What do these results tell us about a possible effect of rhythm class? We see two ways of interpretation: (a) For the researcher who wishes to hold on to the rhythm class hypothesis the results might mean that some between-rhythm class contrasts, like French and English, rely on intonation. In other words, one could hypothesize that the only reason why we hear a more regular timing of syllables in French is because possible psycho-acoustic effects triggered by syllabic intonation movements are a possible reason for the sensation of durational regularity in the signal. Without these intonation movements the perceptual durational regularity would not be present. Support for this theory may be seen in the results for the French-Spanish within-rhythm class contrast, where even addition of intonation did precisely not lead to an improvement in performance. (b) The opponents of the rhythm class hypothesis might argue that the results do not provide any evidence in support of the class distinction hypothesis. One might argue that our languages show a wide variety of characteristics regarding their prosodic structure, which may or may not vary between individual language contrasts, always dependent on which particular languages are being paired.
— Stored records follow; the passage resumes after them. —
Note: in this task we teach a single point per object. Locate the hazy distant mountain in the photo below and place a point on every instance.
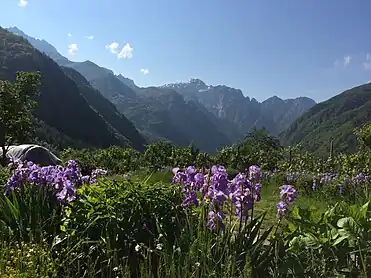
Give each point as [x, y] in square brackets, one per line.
[210, 116]
[68, 104]
[334, 119]
[230, 104]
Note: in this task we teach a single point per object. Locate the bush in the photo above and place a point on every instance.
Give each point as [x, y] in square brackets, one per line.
[114, 219]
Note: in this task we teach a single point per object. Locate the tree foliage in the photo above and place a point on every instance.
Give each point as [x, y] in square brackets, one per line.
[16, 105]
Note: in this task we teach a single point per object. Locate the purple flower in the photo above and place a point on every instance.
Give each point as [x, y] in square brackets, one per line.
[288, 193]
[254, 173]
[62, 182]
[215, 220]
[282, 209]
[191, 199]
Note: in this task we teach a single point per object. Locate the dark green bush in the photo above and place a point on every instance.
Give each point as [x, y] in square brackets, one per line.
[114, 218]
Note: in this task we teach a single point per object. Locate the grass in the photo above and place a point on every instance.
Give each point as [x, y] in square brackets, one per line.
[19, 259]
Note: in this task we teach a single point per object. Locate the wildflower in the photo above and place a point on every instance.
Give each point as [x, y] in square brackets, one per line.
[288, 193]
[282, 208]
[215, 220]
[137, 248]
[254, 173]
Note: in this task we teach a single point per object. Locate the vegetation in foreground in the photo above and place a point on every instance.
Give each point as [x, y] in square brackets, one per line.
[194, 222]
[294, 215]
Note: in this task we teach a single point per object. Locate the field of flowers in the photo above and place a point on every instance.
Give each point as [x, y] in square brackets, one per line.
[240, 213]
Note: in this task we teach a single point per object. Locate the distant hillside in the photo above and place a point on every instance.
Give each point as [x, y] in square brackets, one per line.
[230, 104]
[65, 105]
[209, 116]
[334, 119]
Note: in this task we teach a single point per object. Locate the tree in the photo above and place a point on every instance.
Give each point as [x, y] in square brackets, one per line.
[364, 135]
[16, 105]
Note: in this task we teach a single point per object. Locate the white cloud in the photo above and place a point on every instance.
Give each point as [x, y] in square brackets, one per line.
[112, 47]
[144, 71]
[72, 49]
[367, 63]
[347, 60]
[125, 53]
[343, 63]
[22, 3]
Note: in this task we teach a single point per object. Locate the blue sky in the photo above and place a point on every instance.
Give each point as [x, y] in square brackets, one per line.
[287, 48]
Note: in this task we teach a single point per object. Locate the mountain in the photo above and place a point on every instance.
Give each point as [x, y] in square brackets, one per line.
[159, 114]
[68, 106]
[334, 119]
[284, 112]
[208, 116]
[231, 105]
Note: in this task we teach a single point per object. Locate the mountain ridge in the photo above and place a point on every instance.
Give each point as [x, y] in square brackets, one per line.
[227, 115]
[17, 54]
[332, 120]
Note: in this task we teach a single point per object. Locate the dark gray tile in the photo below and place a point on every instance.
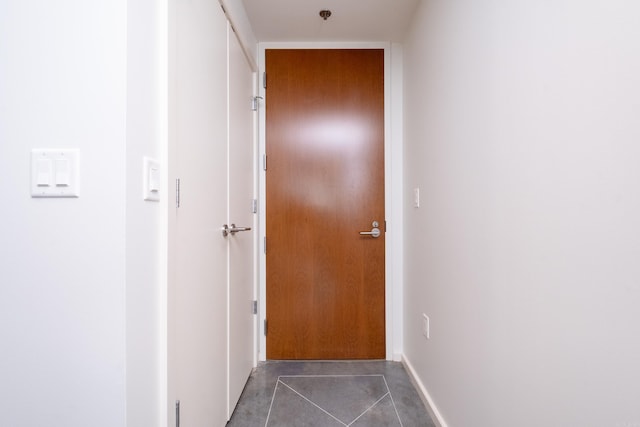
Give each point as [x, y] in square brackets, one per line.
[382, 414]
[253, 408]
[344, 396]
[291, 409]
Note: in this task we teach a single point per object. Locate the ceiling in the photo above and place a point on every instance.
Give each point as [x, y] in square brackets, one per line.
[351, 20]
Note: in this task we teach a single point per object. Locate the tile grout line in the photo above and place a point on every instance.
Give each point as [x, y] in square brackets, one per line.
[314, 404]
[371, 407]
[271, 405]
[330, 376]
[393, 402]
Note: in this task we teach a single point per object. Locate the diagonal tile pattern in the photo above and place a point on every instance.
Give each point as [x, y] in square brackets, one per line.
[347, 399]
[330, 394]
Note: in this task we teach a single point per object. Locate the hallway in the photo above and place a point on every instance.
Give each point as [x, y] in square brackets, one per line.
[326, 394]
In our case it happened that between English and French intonation is more salient, whereas between English and Japanese durational characteristics are more salient. Between French and Japanese it was not the durational characteristics but possibly intonation. No test results are available for this condition.
At this point we leave it to the reader which point of view he/she wishes to take: the rhythm class supporting or the rhythm class opposing point of view. To answer this question unambiguously, a further study should be conducted in which, for example, more within class contrasts in the presence of intonation would be tested. Should within-class contrasts be found in which listeners’ performance is enhanced by the presence of intonation, it would mean that the pro-rhythm class view cannot be held any longer.